The existence of true altruism has become popular subject for debate in recent years: does anyone do good things out of purely selfless motives? Even in the absence of material rewards, don't "altruists" get a rush of satisfaction or virtuous good feeling (in other words, an emotional reward) from their benevolent deeds?
There is a corollary, and a sad one, to this interesting debate: a widespread distrust of good deeds. When someone we don't know tries to do something nice for us, our minds automatically skip to the catch. What is in it for them?
Now of course, this skepticism is healthy when we apply it to, for instance, to promises of politicians and salesman. But as the Secret Society for Creative Philanthropy found out, it makes it awfully hard to do a nice thing.
The premise of the society is this: give micro-grants of $100 to a group of people, asking them only to do something nice for total strangers with it.
The idea, says the founder, is to spark new thinking and dialogue about philanthropy and altruism:
"One hundred dollars is not going to change anyone's life," Martin said. "It's a small thing. The money is just a framework for people to use their imagination. It's like a kick in the ass."What did people do with the money?
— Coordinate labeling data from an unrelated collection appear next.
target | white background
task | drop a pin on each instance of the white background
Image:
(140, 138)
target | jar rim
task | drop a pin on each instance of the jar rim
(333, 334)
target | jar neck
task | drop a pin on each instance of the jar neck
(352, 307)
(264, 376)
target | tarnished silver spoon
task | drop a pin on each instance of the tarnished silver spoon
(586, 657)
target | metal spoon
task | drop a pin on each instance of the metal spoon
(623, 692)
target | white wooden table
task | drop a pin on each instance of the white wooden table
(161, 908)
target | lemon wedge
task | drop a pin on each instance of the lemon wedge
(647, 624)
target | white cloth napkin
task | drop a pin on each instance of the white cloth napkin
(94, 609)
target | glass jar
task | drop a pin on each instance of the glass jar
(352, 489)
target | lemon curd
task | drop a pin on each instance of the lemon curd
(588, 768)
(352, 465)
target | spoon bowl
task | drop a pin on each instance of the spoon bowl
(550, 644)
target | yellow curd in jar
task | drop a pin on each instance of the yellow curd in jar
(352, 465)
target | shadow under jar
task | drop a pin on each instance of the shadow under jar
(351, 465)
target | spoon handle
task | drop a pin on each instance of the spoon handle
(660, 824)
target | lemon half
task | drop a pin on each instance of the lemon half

Many gave away umbrellas or dollar bills on the street. Their attempts met with almost universal reluctance and rejection. I think we can blame this on the cynical way "free gifts" are used in sales and proselytizing: we, like the Trojans after the horse, don't believe a gift is ever "free."
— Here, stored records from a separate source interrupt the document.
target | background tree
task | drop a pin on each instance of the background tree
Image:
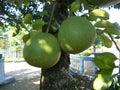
(47, 15)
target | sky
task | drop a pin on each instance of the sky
(114, 15)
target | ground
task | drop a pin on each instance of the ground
(26, 77)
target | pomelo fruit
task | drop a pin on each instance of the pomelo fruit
(42, 50)
(76, 34)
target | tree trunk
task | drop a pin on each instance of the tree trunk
(58, 77)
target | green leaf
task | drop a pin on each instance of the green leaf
(99, 31)
(1, 24)
(28, 18)
(16, 31)
(106, 41)
(105, 61)
(26, 2)
(75, 6)
(102, 82)
(98, 13)
(112, 31)
(37, 25)
(26, 37)
(20, 2)
(104, 24)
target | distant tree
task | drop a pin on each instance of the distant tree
(47, 15)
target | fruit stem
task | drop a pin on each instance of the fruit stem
(52, 13)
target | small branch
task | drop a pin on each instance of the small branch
(51, 17)
(114, 42)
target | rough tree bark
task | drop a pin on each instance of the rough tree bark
(58, 77)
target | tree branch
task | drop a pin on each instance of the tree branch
(51, 17)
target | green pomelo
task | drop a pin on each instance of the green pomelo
(42, 50)
(76, 34)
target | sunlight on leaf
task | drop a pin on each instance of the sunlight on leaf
(104, 24)
(102, 82)
(37, 25)
(105, 60)
(106, 41)
(75, 6)
(98, 13)
(28, 18)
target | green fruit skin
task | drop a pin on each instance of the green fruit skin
(42, 50)
(76, 34)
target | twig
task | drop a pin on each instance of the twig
(51, 17)
(114, 42)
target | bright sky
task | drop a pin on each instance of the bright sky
(114, 15)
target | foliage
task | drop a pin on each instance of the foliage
(39, 15)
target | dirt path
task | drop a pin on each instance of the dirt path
(26, 77)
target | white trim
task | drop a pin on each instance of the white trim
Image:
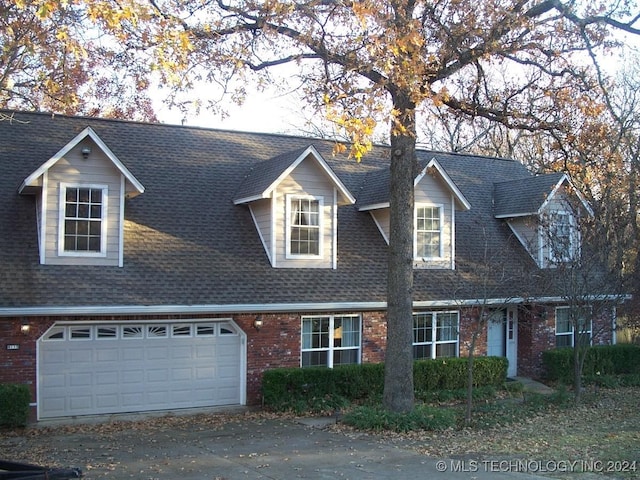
(453, 233)
(382, 232)
(331, 349)
(289, 197)
(525, 243)
(121, 225)
(237, 308)
(334, 230)
(454, 188)
(262, 240)
(440, 207)
(274, 230)
(103, 220)
(310, 150)
(433, 342)
(87, 132)
(42, 240)
(374, 206)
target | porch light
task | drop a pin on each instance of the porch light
(25, 328)
(257, 323)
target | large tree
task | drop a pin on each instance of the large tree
(367, 61)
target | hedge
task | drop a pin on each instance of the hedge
(14, 405)
(319, 388)
(622, 359)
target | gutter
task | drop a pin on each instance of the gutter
(90, 310)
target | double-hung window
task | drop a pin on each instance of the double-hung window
(304, 226)
(331, 340)
(435, 334)
(428, 231)
(82, 220)
(564, 238)
(565, 332)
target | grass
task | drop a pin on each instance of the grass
(604, 430)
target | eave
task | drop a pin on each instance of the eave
(30, 184)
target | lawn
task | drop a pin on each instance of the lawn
(601, 435)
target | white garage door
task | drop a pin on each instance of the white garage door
(89, 369)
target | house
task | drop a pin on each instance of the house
(156, 267)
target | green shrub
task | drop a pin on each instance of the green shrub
(14, 405)
(599, 360)
(323, 389)
(422, 417)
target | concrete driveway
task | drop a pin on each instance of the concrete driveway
(216, 447)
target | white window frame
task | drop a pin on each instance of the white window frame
(433, 342)
(440, 208)
(289, 225)
(330, 349)
(571, 334)
(62, 219)
(555, 253)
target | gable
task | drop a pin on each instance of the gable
(189, 248)
(84, 145)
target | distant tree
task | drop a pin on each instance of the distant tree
(373, 60)
(492, 270)
(50, 61)
(576, 254)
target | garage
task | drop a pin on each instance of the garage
(105, 368)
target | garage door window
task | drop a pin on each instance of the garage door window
(106, 333)
(131, 332)
(181, 330)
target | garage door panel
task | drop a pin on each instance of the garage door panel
(131, 353)
(81, 355)
(117, 368)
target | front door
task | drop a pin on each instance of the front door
(502, 337)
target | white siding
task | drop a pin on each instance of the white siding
(308, 179)
(432, 191)
(74, 169)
One of my favorite ideas was this:
Clark Kellogg deposited his $100 in a bank account and left written instructions for his great-granddaughter to withdraw the accumulated total in 100 years and give it away. With compound interest, he said, the total will be $2.1 million, which is enough for a lot of free umbrellas in the rainstorms of 2110. "I don't think I'll be around then," he said.Perhaps I like it so much because it reminds me (utterly unreligious soul that I am) of the parable of the talents.
But of course this gets me thinking - what would I do? How could I do the most good with $100?